Superman #40 – James Robinson, Writer; Doug Mahnke, Penciller; Jaime Mendoza, Scott Hanna, Inkers; Wil Quintana, Colorist
Ray – 7.5/10
Corrina: Nice Fill-In Issue
WARNING: SPOILERS BELOW
Ray: The current creative team on Superman is wrapping up their run with Action Comics #1000 (where they’ll do one of two lead stories alongside Dan Jurgens) to make room for Brian Bendis, and it’s not a big surprise – they’ve had a lot of fill-ins over the course of their run. By those standards, this is an above-average one. James Robinson drops by for yet another arc on a book (he’s done well on almost everything but the book he’s supposed to be writing regularly, ironically), and this issue is a space adventure that puts the focus squarely on father and son. The issue opens with Clark taking Jon to the Fortress of Solitude. Jon is geeking out as he always does, but it’s a somber occasion – it’s the anniversary of Krypton’s destruction, and Clark attained a recording of the moment from his travels with Booster. Superman watching the destruction of Krypton with his son maybe feels a bit…Batmanesque, but I’ll roll with it.
However, before they can reflect, there’s another new development – Superman’s sensors have picked up another planet about to detonate in the same way Krypton did, and what was supposed to be a memorial turns into a rescue mission. My favorite part of Jon’s presence in the Super-books is the way things that are normal for Superman – going into space, for instance – are new for Jon. However, the rescue mission soon takes a sinister turn when it becomes clear that the planet is full of religious fanatics, more willing to die than to abandon their planet. We’ve seen elements of this with the Molians in Green Lanterns, but these are less passive, more hateful. Not only do they refuse Superman’s help, but they sentence him to death for heresy and begin weakening his powers with magic. Fortunately, there’s one scientist on the planet willing to help. It’s not a standout issue, but it does hit most of the intended points and I actually enjoyed it more than quite a few of the arcs by the main creators.

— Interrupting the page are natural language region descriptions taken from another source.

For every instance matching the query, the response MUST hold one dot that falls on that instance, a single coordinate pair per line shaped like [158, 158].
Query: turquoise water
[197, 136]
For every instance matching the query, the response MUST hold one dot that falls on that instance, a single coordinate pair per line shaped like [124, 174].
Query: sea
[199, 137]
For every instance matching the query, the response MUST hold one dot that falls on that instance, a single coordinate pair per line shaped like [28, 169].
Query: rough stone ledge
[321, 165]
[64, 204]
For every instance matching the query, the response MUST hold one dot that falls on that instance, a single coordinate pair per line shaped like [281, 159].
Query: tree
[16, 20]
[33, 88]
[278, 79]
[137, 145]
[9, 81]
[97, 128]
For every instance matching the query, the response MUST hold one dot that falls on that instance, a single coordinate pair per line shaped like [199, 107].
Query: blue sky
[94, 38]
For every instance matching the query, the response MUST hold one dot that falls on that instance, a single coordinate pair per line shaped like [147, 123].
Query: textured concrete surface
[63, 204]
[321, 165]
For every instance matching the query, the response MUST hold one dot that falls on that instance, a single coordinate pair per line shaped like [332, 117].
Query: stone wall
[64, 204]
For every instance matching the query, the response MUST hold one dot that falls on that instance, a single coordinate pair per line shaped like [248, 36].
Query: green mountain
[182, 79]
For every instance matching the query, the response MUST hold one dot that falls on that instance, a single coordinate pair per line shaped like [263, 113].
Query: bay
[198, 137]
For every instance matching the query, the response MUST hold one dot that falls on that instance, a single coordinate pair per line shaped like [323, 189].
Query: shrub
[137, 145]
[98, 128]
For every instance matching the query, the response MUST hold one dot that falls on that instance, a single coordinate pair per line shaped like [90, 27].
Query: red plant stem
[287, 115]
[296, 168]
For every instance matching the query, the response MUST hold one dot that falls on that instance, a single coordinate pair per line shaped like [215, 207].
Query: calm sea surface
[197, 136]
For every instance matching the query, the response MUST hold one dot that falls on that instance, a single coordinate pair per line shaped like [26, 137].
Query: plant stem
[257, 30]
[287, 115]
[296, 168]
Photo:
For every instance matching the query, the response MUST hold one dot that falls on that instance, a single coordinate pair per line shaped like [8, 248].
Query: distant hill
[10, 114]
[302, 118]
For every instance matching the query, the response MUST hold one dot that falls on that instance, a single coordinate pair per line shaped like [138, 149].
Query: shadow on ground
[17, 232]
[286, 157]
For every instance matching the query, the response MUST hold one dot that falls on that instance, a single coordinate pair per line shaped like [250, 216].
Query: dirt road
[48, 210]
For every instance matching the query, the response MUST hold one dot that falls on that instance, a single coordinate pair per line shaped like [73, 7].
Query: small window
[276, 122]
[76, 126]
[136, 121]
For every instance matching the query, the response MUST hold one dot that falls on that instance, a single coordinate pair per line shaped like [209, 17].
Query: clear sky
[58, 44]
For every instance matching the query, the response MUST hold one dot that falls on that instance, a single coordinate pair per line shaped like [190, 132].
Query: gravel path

Corrina: As a Superman & Son solo story, this works quite well and reminded me that, once upon a time, Robinson was excellent with fathers and sons (Starman) and with young adventurers (Leave It to Chance.) This isn’t quite up to the level of Robinson’s previous works but it’s a solid read, especially for the younger kids who might be drawn to the story because of Jon.
However, I have to point out that it is bad parenting technique to leave one’s partner out of critical decision making. This “we won’t tell Mom” business between Superman and son ignores the fact, yet again, that Jon has two parents and Lois’ role as a parent should be more than holding back her son. Also, it’s just bad form to take a kid into a dangerous situation without the other parent being informed.
Disclaimer: GeekDad received this comic for review purposes.